Some reportedly said that, while on operations, the 5.56mm round could not drop enemy combatants in some situations.
They argued the previous standard issued rifle, the SLR’s 7.62mm round provided a more sufficient level of firepower on the battlefield.
This led to rumours that the SA80 would be replaced altogether.
However, this was short-lived when the Ministry of Defence agreed a contract with Heckler & Koch in 2017 to upgrade a substantial number of L85A2 rifles to the new L85A3.
According to data released by the Ministry of Defence, some 27 million 5.56mm rounds were fired from either the standard SA80 A2 assault rifle and Lightweight Machine Gun (LMG) during the Afghanistan conflict.
Five thousand A2’s have been upgraded to the A3 thus far.
The project will cost an initial £5.4 million and the British Army is set to receive up to another 44,000 upgraded L85A3’s over the next five years.
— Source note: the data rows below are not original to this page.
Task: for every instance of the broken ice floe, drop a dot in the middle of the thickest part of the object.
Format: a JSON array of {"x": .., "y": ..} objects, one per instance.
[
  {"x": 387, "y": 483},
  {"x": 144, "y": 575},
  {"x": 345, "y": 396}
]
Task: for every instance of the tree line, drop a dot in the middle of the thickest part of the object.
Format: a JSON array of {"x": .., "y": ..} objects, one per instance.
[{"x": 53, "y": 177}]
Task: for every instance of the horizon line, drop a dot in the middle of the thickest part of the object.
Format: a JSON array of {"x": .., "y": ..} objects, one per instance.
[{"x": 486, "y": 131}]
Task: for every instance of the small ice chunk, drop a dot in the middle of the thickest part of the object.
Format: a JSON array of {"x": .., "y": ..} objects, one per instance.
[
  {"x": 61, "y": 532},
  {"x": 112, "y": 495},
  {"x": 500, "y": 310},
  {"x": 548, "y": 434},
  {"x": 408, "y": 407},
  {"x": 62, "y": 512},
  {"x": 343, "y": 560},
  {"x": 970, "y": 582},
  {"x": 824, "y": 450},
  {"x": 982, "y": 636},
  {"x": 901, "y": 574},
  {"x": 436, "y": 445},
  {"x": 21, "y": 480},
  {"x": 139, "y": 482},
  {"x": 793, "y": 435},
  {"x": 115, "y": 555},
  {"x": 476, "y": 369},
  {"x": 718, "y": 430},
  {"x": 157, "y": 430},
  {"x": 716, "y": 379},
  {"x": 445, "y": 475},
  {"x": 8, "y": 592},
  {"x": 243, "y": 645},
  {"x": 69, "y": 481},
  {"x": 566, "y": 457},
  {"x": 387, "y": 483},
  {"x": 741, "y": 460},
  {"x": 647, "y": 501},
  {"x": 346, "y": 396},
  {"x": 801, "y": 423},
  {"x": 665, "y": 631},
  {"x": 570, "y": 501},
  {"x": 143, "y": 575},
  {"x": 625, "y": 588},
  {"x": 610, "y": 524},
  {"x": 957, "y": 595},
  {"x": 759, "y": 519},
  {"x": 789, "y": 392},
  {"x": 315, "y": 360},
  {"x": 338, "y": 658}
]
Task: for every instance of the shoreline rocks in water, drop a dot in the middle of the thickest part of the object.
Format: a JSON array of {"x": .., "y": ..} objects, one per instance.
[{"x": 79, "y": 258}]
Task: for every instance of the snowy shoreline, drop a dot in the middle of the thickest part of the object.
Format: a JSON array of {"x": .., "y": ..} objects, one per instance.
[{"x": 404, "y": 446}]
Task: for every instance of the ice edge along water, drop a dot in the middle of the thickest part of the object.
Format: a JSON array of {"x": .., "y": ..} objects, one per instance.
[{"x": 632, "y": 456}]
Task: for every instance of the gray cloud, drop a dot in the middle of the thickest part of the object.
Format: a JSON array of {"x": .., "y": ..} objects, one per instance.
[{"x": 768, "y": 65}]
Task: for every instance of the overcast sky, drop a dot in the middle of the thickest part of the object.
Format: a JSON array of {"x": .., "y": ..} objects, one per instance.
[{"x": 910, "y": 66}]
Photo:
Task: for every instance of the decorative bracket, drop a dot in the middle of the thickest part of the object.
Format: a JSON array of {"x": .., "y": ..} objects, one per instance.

Although the deal will not see the whole British Army SA80 A2 inventory upgraded.
When it was announced by Defence Minister, Guto Bebb, who was responsible for procurement at the time, he said:
“This multi-million-pound upgrade will give our Army a lighter, more hardwearing, better-camouflaged combat rifle so our soldiers can perform on the frontline of some of the most dangerous locations across the world.”
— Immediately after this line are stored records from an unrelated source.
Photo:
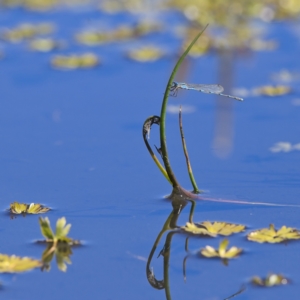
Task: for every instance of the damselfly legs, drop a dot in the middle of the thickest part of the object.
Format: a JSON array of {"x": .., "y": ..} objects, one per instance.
[{"x": 203, "y": 88}]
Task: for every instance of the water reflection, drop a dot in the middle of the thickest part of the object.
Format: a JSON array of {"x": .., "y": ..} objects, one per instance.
[
  {"x": 62, "y": 252},
  {"x": 179, "y": 201}
]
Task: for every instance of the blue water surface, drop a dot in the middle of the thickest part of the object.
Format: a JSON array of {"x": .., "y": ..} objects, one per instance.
[{"x": 72, "y": 140}]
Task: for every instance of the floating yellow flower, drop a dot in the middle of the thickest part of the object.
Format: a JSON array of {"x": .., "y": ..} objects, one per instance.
[
  {"x": 195, "y": 229},
  {"x": 223, "y": 228},
  {"x": 272, "y": 91},
  {"x": 146, "y": 54},
  {"x": 271, "y": 235},
  {"x": 22, "y": 208},
  {"x": 16, "y": 264},
  {"x": 213, "y": 228},
  {"x": 222, "y": 252},
  {"x": 270, "y": 280}
]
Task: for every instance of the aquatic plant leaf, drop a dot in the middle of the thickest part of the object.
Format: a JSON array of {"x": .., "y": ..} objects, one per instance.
[
  {"x": 196, "y": 229},
  {"x": 146, "y": 54},
  {"x": 270, "y": 280},
  {"x": 272, "y": 91},
  {"x": 16, "y": 264},
  {"x": 271, "y": 235},
  {"x": 62, "y": 229},
  {"x": 46, "y": 228},
  {"x": 18, "y": 208},
  {"x": 222, "y": 228},
  {"x": 222, "y": 252},
  {"x": 35, "y": 208}
]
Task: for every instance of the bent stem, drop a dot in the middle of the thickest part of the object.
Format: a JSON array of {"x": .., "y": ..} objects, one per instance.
[
  {"x": 163, "y": 140},
  {"x": 146, "y": 130},
  {"x": 188, "y": 164}
]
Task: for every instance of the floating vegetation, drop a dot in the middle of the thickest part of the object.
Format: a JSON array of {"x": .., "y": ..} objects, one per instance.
[
  {"x": 222, "y": 251},
  {"x": 16, "y": 264},
  {"x": 272, "y": 91},
  {"x": 62, "y": 230},
  {"x": 270, "y": 280},
  {"x": 284, "y": 147},
  {"x": 146, "y": 54},
  {"x": 222, "y": 228},
  {"x": 62, "y": 252},
  {"x": 213, "y": 228},
  {"x": 45, "y": 44},
  {"x": 271, "y": 235},
  {"x": 23, "y": 208},
  {"x": 196, "y": 229},
  {"x": 71, "y": 62},
  {"x": 26, "y": 31}
]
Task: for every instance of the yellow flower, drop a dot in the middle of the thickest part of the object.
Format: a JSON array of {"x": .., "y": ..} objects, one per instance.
[
  {"x": 271, "y": 235},
  {"x": 193, "y": 228},
  {"x": 223, "y": 228},
  {"x": 16, "y": 264},
  {"x": 233, "y": 252}
]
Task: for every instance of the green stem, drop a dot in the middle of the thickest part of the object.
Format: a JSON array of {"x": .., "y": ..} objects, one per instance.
[
  {"x": 157, "y": 162},
  {"x": 163, "y": 140},
  {"x": 188, "y": 164}
]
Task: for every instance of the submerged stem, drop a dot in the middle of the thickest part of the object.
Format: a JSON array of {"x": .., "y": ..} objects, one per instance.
[{"x": 163, "y": 141}]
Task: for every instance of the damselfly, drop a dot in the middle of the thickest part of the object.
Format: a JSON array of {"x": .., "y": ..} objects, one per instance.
[{"x": 204, "y": 88}]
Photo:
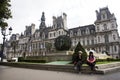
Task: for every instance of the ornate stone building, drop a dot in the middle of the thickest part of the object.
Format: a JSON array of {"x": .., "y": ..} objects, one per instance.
[{"x": 102, "y": 36}]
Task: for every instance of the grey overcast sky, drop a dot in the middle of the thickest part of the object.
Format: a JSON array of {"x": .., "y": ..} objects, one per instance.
[{"x": 79, "y": 12}]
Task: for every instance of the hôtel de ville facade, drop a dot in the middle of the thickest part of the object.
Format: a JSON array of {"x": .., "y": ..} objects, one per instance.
[{"x": 101, "y": 36}]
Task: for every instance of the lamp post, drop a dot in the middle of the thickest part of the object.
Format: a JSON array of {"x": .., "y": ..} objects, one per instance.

Changes to the rifle include a more durable hardwearing coating, it is 100g Lighter than the A2 and easier to handle, with a streamlined foregrip which also comes with a new sight that is smaller and requires fewer batteries.
The A3 variant was first issued in 2018 with several new improvements - fixing the issues with over-rotation of the selector lever, adding a new upper receiver.
A new custom for-end from H&K has been added with a full-length top rail which improves optic mounting and the rifle is also cerakoted in 'Flat Dark Earth' colour, to improve camouflage.
The rifle’s barrel is also free-floating - which improves accuracy.
The Grenadier Guards, who were the first infantry battalion to fire the new weapon system, put some of the new features to the test when they recently deployed on three separate operational tours on Op Toral to Kabul, Op Trenton to South Sudan and Op Shader in Iraq.
When Defence Minister Guto Bebb announced the SA80 A2 assault rifle would be upgraded into the A3 model, he said it was so that the weapon could remain in service until at least 2025.
So, anyone thinking they might see a change of rifle before then, think again.